Peter Walker talked about his experiences as the co-designer of “Reflecting Absence,” the National September 11 Memorial design at the site of the fallen World Trade Center in New York City, during his Feb. 22 appearance at the 37th annual Aggie Workshop.
Walker, a fellow in the American Society of Landscape Architects (ASLA) and one of the most lauded names in landscape architecture, was the keynote speaker at the two-day event, hosted by Texas A&M University’s student chapter of the American Society of Landscape Architects.
“An awful lot of this work has been about a feeling of reverence,” he said about the design.
Walker said he was in Europe when the jury for the memorial design contest asked to see him and his co-designer Michael Arad. He hurriedly caught a flight to New York and met Arad, with whom he’d worked on projects before.
“I hadn’t met Michael face to face,” he said. “We’d always worked by fax.”
After the jury named Walker and Arad the winners of the competition, Walker said he traveled to Europe to see how he could incorporate design ideas from European tree gardens at the Sept. 11 site. Also, since the memorial will be open around the clock, he said he had to pay special attention to what the memorial will look like at night as well.
Walker’s design calls for 300 oak trees in an eight-acre Memorial Plaza that the contest jury said, “will create a contemplative space separate from the sights and sounds of the surrounding city. The design is unique in its use of ecological considerations which exceed sustainability standards.”
As the work on the site continues, Walker said he and Arad face enormous pressure from all sides.
“It’s exasperating to try to hold this (his design) in place,” he said, noting the pressures from the mayor’s office, governor’s office, the port authority, families of the deceased, and groups representing the firefighters and police officers, among others.
“But every September 11, the tape of the airplanes crashing into the buildings plays over and over, and you remember what you’re working on and why you’re working on it.”
The workshop offered students a chance to hear from Walker and other nationally acclaimed landscape architects and get a taste of what it’s “really like” once they begin working in the field.

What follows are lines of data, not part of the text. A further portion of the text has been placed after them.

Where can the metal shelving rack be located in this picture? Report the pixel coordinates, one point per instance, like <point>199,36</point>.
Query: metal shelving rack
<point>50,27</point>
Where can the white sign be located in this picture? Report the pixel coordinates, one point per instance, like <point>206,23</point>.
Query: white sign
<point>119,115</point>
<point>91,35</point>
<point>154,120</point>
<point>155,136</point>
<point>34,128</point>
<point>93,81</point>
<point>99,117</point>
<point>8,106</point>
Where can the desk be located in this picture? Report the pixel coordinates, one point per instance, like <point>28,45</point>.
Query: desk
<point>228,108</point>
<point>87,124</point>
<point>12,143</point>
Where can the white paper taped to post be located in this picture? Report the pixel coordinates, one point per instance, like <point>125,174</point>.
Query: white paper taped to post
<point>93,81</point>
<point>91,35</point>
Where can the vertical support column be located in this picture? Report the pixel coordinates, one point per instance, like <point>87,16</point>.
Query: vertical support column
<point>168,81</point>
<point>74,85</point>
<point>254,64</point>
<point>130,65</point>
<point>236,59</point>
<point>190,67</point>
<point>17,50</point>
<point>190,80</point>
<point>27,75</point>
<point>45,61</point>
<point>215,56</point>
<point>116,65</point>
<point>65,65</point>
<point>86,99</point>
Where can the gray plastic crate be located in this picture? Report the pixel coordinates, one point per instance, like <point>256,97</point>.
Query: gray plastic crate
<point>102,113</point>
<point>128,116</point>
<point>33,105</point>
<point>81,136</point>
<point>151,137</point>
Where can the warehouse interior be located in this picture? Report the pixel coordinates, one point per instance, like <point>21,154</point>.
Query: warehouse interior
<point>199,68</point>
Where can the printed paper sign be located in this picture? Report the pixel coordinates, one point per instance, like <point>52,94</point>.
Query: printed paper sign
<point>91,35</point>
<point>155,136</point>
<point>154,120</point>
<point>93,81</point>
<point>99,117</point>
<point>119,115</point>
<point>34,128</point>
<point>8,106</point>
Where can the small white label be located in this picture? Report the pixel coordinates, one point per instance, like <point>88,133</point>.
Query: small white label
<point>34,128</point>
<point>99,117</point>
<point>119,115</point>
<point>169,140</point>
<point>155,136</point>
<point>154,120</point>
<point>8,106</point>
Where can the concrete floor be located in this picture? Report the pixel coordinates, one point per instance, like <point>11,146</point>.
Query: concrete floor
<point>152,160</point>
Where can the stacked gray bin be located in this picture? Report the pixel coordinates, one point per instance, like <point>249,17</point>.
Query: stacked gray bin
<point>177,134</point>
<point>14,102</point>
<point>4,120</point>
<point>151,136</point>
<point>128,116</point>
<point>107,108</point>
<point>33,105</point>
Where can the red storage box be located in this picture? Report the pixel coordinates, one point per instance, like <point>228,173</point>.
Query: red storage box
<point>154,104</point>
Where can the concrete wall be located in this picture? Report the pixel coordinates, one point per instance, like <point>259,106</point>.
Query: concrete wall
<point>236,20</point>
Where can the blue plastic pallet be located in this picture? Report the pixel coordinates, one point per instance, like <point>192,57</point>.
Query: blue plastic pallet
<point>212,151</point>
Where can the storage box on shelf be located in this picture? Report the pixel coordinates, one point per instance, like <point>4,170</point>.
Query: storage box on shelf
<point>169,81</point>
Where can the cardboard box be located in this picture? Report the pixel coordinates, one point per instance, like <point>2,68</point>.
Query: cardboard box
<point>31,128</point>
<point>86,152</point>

The Aggie Workshop, which took place at the Texas A&M College of Architecture’s Langford Architecture Center, explored landscape architects’ accomplishments and revealed innovative opportunities and available career paths.
Other speakers included Ed Garza ’92 of EDAW, Dwain Scott of the U.S. Army Corps of Engineers and Jean Kavanaugh, past Texas president of the American Society of Landscape Architects.
Rounding out the two-day conference were two discussion panels, one with recently graduated landscape architecture students at A&M and another featuring established professionals in the field.